I wish to apply Hungarian algorithm to many subsets of numpy matrix C
indexed by cross products of lists row_ind
, col_ind
. Currently, I see the following options to do so:
Double slicing:
linear_sum_assignment(C[row_ind,:][:,col_ind])
Problem: two copies per subset operation.
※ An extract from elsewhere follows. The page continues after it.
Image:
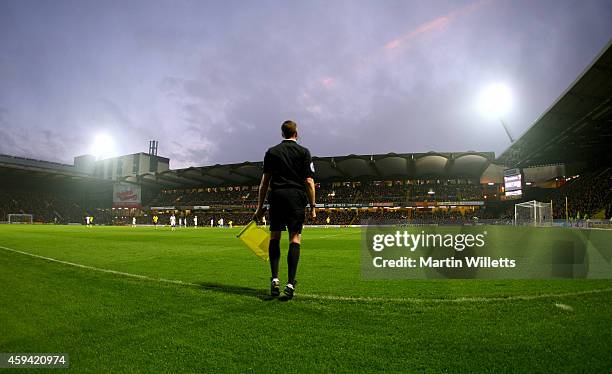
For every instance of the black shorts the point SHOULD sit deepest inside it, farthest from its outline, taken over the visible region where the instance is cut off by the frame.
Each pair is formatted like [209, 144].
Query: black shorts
[287, 210]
Advanced slicing via np.ix_
:
linear_sum_assignment(C[np.ix_(row_ind, col_ind)])
Problem: one copy per subset, np.ix_
is inefficient (allocates n x n matrix).
UPDATE: as noted by @hpaulj, np.ix_
doesn't it fact allocate n x n matrix, but it is somehow still slower than 1.
Problem: doesn't work with linear_sum_assignment
.
So, no option is satisfying.
What is ideally desired is an ability to specify a submatrix view using the matrix C
and a couple of unidimensional masks for rows and cols respectively, so such a view could be passed to linear_sum_assignment
. For another linear_sum_assignment
call, I would quickly adjust masks but never modify or copy/subset the full matrix.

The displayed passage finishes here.